Etwas anderes kann auch nicht gelten, wenn die Bank bei der vorzeitigen Darlehensrückzahlung auf die Einhaltung der in 2002 eingeführten dreimonatige Kündigungsfrist für eine außerordentliche Kündigung des Darlehens verzichtet. Mit Rücksicht auf die Anforderungen der Praxis beruft sich zwar kaum ein Kreditinstitut auf diese Kündigungsfrist, da sie bei einem anstehenden Immobilienverkauf nur zusätzliche Probleme verursachen würde, an denen niemandem gelegen ist. Vereinzelt wird neuerdings jedoch versucht, mit dem Verzicht auf die Einhaltung der Kündigungsfrist eine Verhandlungssituation zu konstruieren, in der die Bemessung der Vorfälligkeitsentschädigung mit den Renditen am Tage der Berechnung vereinbart worden sei.
Wenn ausdrücklich ein entsprechendes Angebot unterbreitet wurde und der Darlehensnehmer die Wahl hatte, alternativ auf eine Schadensberechnung mit den Renditen am Tage der Ablösung zu bestehen, wäre das nicht zu beanstanden.
Die Praxis zeigt jedoch, dass dem Kreditnehmer diese Wahl nicht geboten, sondern ihm ein allgemeines Einverständnis mit der Höhe der Vorfälligkeitsentschädigung aufgenötigt wird. Dass auf diese Weise objektiv überhöhte Vorfälligkeitsentschädigungen nicht legitimiert werden können, hat der Bundesgerichtshof jedoch schon in seinen grundlegenden Urteilen zur Vorfälligkeitsentschädigung im Jahre 1997 festgestellt.
Überdies ist auch nicht erkennbar, dass die Bank bei einem Verzicht auf die Einhaltung der dreimonatigen Kündigungsfrist einen Nachteil erleidet, für den sie berechtigterweise eine Gegenleistung verlangen könnte. Ob ein Darlehen kurzfristig oder erst in drei Monaten vorzeitig abgelöst werden kann, macht keinen Unterschied, da die Bank über die Vorfälligkeitsentschädigung in jedem Fall einen Nachteilsausgleich erhält. Bisweilen wird zwar reklamiert, die dreimonatige Kündigungsfrist verschaffe der Bank mehr Planungssicherheit; worin dieses Plus an Planungssicherheit bestehen soll, bleibt jedoch unklar. Dass sich ein Kreditinstitut auf eine außerplanmäßige Darlehensrückzahlung „vorbereiten“ und erst eine Ersatzanlage ausfindig machen muss, wäre jedenfalls eine völlig praxisfremde und antiquierte Vorstellung.

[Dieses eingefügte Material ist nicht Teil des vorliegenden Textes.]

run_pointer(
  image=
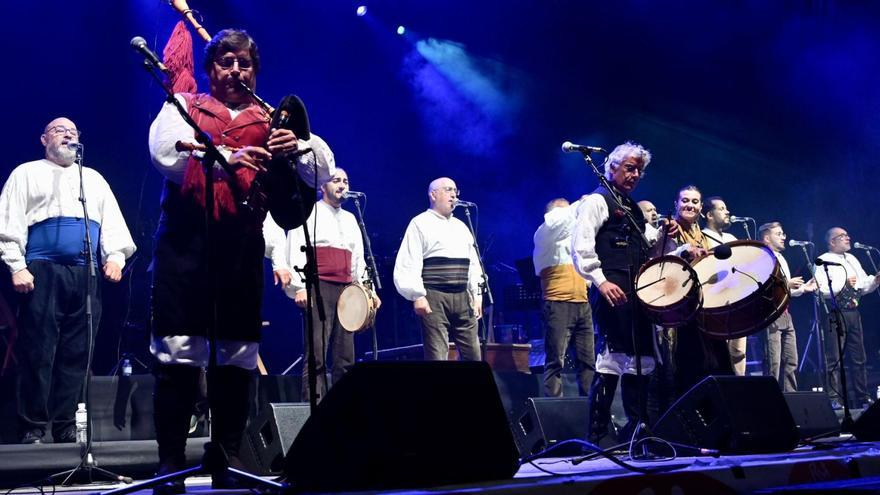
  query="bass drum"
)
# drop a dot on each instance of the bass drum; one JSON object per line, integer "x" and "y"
{"x": 742, "y": 294}
{"x": 668, "y": 290}
{"x": 356, "y": 308}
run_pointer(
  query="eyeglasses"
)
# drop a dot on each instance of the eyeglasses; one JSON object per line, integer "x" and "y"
{"x": 58, "y": 130}
{"x": 449, "y": 189}
{"x": 228, "y": 62}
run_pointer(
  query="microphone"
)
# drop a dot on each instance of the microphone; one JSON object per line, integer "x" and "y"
{"x": 291, "y": 114}
{"x": 140, "y": 45}
{"x": 820, "y": 262}
{"x": 794, "y": 243}
{"x": 570, "y": 147}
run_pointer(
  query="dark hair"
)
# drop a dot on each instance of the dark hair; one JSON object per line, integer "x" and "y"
{"x": 765, "y": 229}
{"x": 231, "y": 40}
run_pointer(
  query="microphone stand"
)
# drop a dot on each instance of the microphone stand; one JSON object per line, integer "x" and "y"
{"x": 484, "y": 285}
{"x": 816, "y": 327}
{"x": 87, "y": 463}
{"x": 873, "y": 264}
{"x": 836, "y": 326}
{"x": 214, "y": 461}
{"x": 372, "y": 270}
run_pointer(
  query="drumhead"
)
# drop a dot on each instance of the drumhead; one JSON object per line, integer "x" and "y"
{"x": 725, "y": 282}
{"x": 353, "y": 308}
{"x": 664, "y": 281}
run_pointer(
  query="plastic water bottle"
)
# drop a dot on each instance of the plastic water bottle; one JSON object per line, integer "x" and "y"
{"x": 82, "y": 420}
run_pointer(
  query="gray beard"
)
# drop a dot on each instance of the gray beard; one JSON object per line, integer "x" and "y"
{"x": 62, "y": 155}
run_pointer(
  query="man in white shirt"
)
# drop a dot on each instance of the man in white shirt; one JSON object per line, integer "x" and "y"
{"x": 717, "y": 221}
{"x": 649, "y": 211}
{"x": 566, "y": 311}
{"x": 849, "y": 282}
{"x": 781, "y": 338}
{"x": 608, "y": 253}
{"x": 339, "y": 248}
{"x": 42, "y": 234}
{"x": 438, "y": 269}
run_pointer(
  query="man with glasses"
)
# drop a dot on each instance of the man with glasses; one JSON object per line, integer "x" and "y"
{"x": 42, "y": 235}
{"x": 184, "y": 292}
{"x": 849, "y": 283}
{"x": 437, "y": 268}
{"x": 339, "y": 247}
{"x": 782, "y": 355}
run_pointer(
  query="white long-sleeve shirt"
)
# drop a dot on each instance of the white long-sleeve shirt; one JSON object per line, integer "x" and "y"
{"x": 783, "y": 265}
{"x": 169, "y": 127}
{"x": 42, "y": 189}
{"x": 276, "y": 244}
{"x": 328, "y": 227}
{"x": 428, "y": 235}
{"x": 553, "y": 238}
{"x": 850, "y": 266}
{"x": 591, "y": 215}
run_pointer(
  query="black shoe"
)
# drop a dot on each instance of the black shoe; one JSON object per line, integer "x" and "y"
{"x": 32, "y": 437}
{"x": 65, "y": 436}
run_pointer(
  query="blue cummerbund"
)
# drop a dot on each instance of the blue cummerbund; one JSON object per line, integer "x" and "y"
{"x": 61, "y": 240}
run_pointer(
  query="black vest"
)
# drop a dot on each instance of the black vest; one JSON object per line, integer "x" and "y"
{"x": 617, "y": 244}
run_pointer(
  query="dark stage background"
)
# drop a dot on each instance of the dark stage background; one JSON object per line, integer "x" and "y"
{"x": 773, "y": 105}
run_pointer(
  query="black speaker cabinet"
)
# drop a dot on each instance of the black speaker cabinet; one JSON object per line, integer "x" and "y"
{"x": 731, "y": 414}
{"x": 867, "y": 427}
{"x": 550, "y": 420}
{"x": 268, "y": 438}
{"x": 388, "y": 425}
{"x": 812, "y": 413}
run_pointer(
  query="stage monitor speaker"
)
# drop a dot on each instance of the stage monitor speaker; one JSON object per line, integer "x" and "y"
{"x": 388, "y": 425}
{"x": 550, "y": 420}
{"x": 731, "y": 414}
{"x": 812, "y": 413}
{"x": 269, "y": 436}
{"x": 867, "y": 427}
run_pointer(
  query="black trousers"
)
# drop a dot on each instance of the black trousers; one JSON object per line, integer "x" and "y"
{"x": 853, "y": 345}
{"x": 567, "y": 323}
{"x": 52, "y": 346}
{"x": 329, "y": 335}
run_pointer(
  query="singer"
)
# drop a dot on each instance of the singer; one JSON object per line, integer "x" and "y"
{"x": 781, "y": 337}
{"x": 604, "y": 251}
{"x": 340, "y": 253}
{"x": 849, "y": 283}
{"x": 42, "y": 237}
{"x": 182, "y": 286}
{"x": 437, "y": 268}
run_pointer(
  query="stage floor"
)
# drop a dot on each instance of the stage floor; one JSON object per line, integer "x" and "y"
{"x": 840, "y": 461}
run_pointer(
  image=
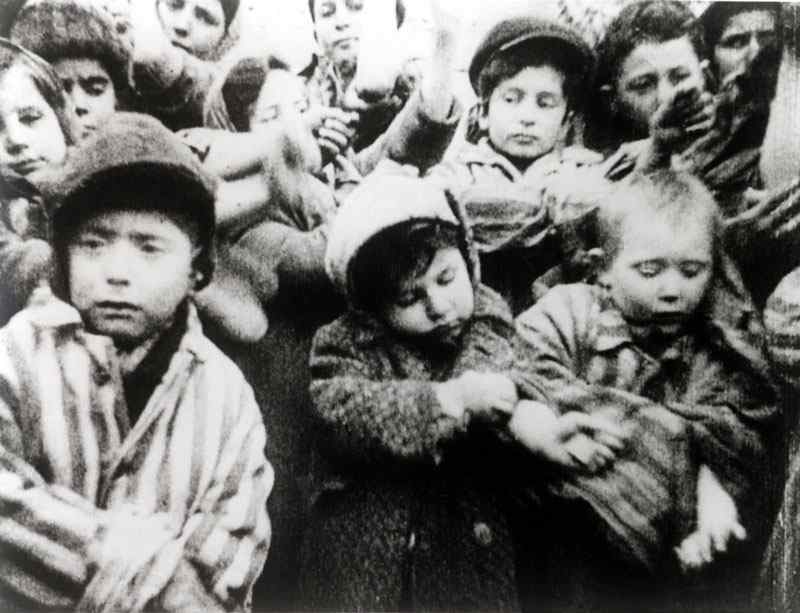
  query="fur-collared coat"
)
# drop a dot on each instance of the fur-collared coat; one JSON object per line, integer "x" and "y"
{"x": 409, "y": 505}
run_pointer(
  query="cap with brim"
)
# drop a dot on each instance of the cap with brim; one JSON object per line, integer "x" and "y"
{"x": 520, "y": 30}
{"x": 139, "y": 152}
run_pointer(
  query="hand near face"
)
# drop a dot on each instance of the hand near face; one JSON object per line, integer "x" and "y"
{"x": 333, "y": 129}
{"x": 573, "y": 441}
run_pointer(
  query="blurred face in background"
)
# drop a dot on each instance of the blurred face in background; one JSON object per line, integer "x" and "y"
{"x": 650, "y": 75}
{"x": 744, "y": 36}
{"x": 90, "y": 89}
{"x": 30, "y": 134}
{"x": 337, "y": 26}
{"x": 196, "y": 26}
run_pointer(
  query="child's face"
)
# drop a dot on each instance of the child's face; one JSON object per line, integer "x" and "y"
{"x": 661, "y": 272}
{"x": 437, "y": 303}
{"x": 128, "y": 272}
{"x": 526, "y": 113}
{"x": 90, "y": 90}
{"x": 649, "y": 76}
{"x": 337, "y": 25}
{"x": 743, "y": 37}
{"x": 32, "y": 139}
{"x": 196, "y": 26}
{"x": 282, "y": 104}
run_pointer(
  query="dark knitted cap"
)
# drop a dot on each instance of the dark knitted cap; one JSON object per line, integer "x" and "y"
{"x": 60, "y": 29}
{"x": 716, "y": 15}
{"x": 134, "y": 154}
{"x": 523, "y": 29}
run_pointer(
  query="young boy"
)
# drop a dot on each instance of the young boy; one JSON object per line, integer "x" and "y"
{"x": 90, "y": 58}
{"x": 669, "y": 345}
{"x": 409, "y": 506}
{"x": 132, "y": 449}
{"x": 520, "y": 178}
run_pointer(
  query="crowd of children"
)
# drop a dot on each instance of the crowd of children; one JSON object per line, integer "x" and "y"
{"x": 319, "y": 340}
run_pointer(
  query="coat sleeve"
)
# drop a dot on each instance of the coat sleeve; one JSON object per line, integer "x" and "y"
{"x": 368, "y": 415}
{"x": 412, "y": 138}
{"x": 230, "y": 535}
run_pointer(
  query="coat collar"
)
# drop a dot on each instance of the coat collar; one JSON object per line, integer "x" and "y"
{"x": 46, "y": 312}
{"x": 488, "y": 305}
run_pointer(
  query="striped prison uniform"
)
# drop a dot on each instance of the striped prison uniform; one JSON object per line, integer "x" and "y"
{"x": 699, "y": 402}
{"x": 99, "y": 515}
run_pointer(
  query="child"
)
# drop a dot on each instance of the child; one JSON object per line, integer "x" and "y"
{"x": 520, "y": 178}
{"x": 37, "y": 127}
{"x": 671, "y": 347}
{"x": 408, "y": 505}
{"x": 90, "y": 58}
{"x": 132, "y": 449}
{"x": 177, "y": 48}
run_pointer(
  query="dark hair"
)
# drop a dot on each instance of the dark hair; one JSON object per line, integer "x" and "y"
{"x": 46, "y": 81}
{"x": 243, "y": 85}
{"x": 534, "y": 53}
{"x": 137, "y": 189}
{"x": 400, "y": 11}
{"x": 402, "y": 251}
{"x": 716, "y": 16}
{"x": 649, "y": 21}
{"x": 679, "y": 196}
{"x": 60, "y": 30}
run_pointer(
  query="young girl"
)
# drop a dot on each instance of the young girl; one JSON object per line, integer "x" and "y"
{"x": 37, "y": 128}
{"x": 177, "y": 48}
{"x": 410, "y": 388}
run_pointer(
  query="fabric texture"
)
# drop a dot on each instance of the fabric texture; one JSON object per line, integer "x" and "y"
{"x": 105, "y": 515}
{"x": 707, "y": 398}
{"x": 408, "y": 504}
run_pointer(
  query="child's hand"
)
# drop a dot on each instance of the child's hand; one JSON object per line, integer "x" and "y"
{"x": 333, "y": 128}
{"x": 574, "y": 441}
{"x": 477, "y": 392}
{"x": 687, "y": 113}
{"x": 717, "y": 523}
{"x": 484, "y": 392}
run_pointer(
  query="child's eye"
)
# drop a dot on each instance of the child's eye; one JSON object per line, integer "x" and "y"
{"x": 205, "y": 17}
{"x": 547, "y": 101}
{"x": 692, "y": 269}
{"x": 406, "y": 299}
{"x": 302, "y": 105}
{"x": 736, "y": 41}
{"x": 327, "y": 9}
{"x": 641, "y": 84}
{"x": 96, "y": 87}
{"x": 648, "y": 269}
{"x": 29, "y": 116}
{"x": 678, "y": 75}
{"x": 89, "y": 243}
{"x": 446, "y": 276}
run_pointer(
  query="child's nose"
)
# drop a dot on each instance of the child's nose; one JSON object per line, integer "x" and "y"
{"x": 436, "y": 305}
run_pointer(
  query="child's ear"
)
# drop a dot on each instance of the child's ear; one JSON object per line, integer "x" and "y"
{"x": 595, "y": 260}
{"x": 483, "y": 115}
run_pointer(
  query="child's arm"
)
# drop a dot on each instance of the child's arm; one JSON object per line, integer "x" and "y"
{"x": 717, "y": 523}
{"x": 373, "y": 417}
{"x": 79, "y": 555}
{"x": 420, "y": 134}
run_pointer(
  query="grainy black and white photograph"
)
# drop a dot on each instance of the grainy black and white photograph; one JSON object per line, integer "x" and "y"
{"x": 399, "y": 306}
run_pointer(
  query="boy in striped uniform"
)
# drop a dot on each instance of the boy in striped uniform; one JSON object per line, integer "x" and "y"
{"x": 669, "y": 344}
{"x": 132, "y": 469}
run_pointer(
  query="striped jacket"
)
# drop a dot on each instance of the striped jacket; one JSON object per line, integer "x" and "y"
{"x": 96, "y": 514}
{"x": 706, "y": 399}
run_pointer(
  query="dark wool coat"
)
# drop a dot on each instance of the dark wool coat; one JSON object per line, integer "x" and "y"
{"x": 408, "y": 510}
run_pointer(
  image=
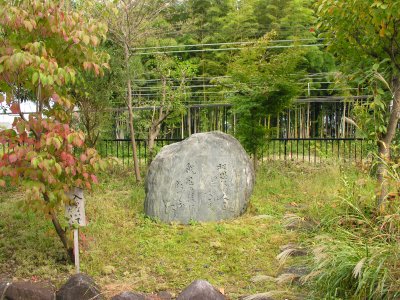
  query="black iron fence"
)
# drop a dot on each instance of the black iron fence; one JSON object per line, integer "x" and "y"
{"x": 312, "y": 150}
{"x": 316, "y": 150}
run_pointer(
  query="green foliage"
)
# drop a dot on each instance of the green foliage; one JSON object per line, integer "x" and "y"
{"x": 356, "y": 254}
{"x": 266, "y": 83}
{"x": 160, "y": 256}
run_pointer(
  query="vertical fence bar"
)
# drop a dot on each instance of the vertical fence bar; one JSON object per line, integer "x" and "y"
{"x": 285, "y": 145}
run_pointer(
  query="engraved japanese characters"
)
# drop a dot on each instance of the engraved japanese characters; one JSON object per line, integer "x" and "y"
{"x": 207, "y": 177}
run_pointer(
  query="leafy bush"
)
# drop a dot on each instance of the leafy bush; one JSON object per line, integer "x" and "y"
{"x": 358, "y": 256}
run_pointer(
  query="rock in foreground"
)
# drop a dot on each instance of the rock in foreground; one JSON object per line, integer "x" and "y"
{"x": 207, "y": 177}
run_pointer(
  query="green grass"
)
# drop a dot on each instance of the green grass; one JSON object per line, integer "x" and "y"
{"x": 125, "y": 250}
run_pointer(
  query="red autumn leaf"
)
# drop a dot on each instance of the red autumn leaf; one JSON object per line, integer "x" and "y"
{"x": 94, "y": 179}
{"x": 12, "y": 158}
{"x": 15, "y": 109}
{"x": 88, "y": 185}
{"x": 55, "y": 97}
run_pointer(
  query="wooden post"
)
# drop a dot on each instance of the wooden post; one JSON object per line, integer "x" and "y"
{"x": 76, "y": 250}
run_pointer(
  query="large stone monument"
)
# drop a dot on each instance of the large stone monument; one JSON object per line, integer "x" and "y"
{"x": 207, "y": 177}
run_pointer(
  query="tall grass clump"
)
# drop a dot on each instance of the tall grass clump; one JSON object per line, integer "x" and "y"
{"x": 357, "y": 254}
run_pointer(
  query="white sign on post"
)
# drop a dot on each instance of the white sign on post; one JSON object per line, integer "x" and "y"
{"x": 75, "y": 214}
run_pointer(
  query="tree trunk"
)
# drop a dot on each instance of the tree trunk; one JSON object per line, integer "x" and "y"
{"x": 131, "y": 128}
{"x": 153, "y": 133}
{"x": 255, "y": 161}
{"x": 62, "y": 235}
{"x": 384, "y": 148}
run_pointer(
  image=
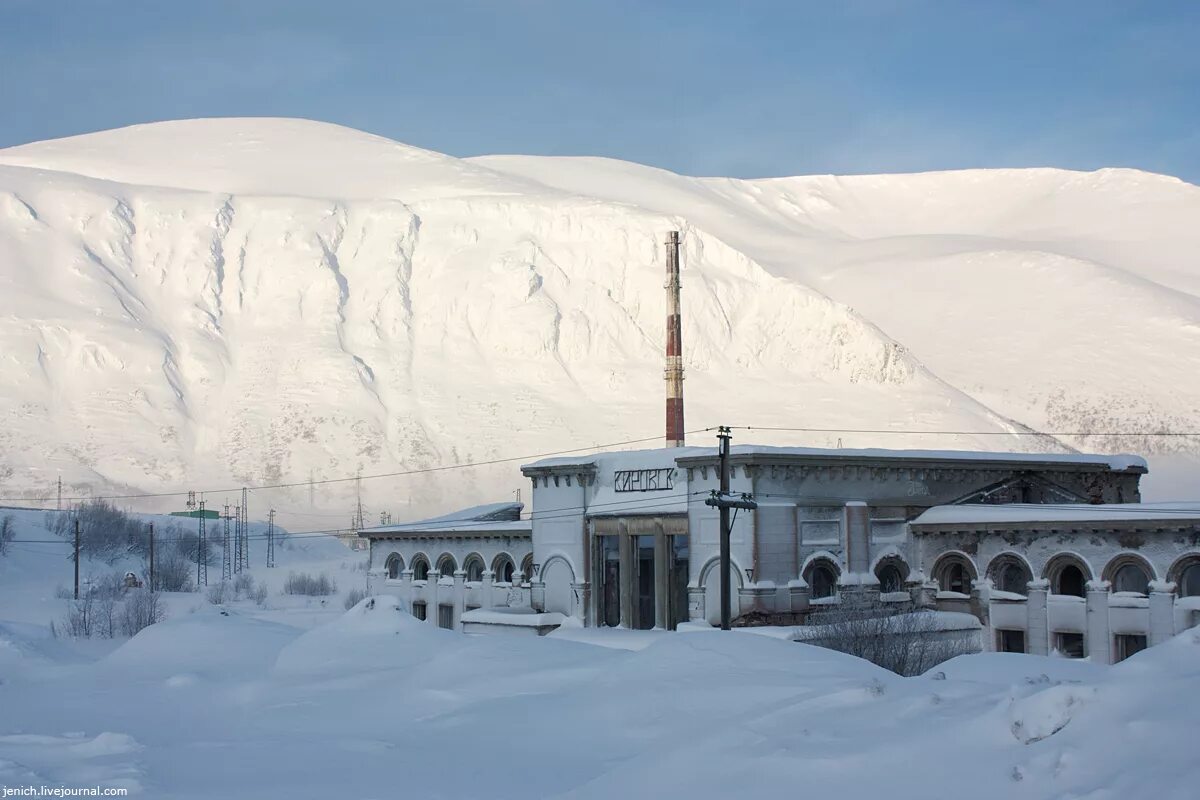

Im Ergebnis ist deshalb festzuhalten, dass aus rechtlicher Sicht die Berechnung einer Vorfälligkeitsentschädigung grundsätzlich zum Zeitpunkt der Darlehensrückzahlung vorzunehmen ist und etwas Anderes nur gelten kann, wenn Kreditgeber und Kreditnehmer tatsächlich freiwillig eine davon abweichende Vereinbarung getroffen haben.
Diese Einschätzung wird auch von den Autoren des Buches „Rösler/Wimmer/Lang, Vorzeitige Beendigung von Darlehensverträgen, München 2003, Seite 169“ geteilt, das in Bankkreisen als Standardwerk für die Vorfälligkeitsentschädigung angesehen wird.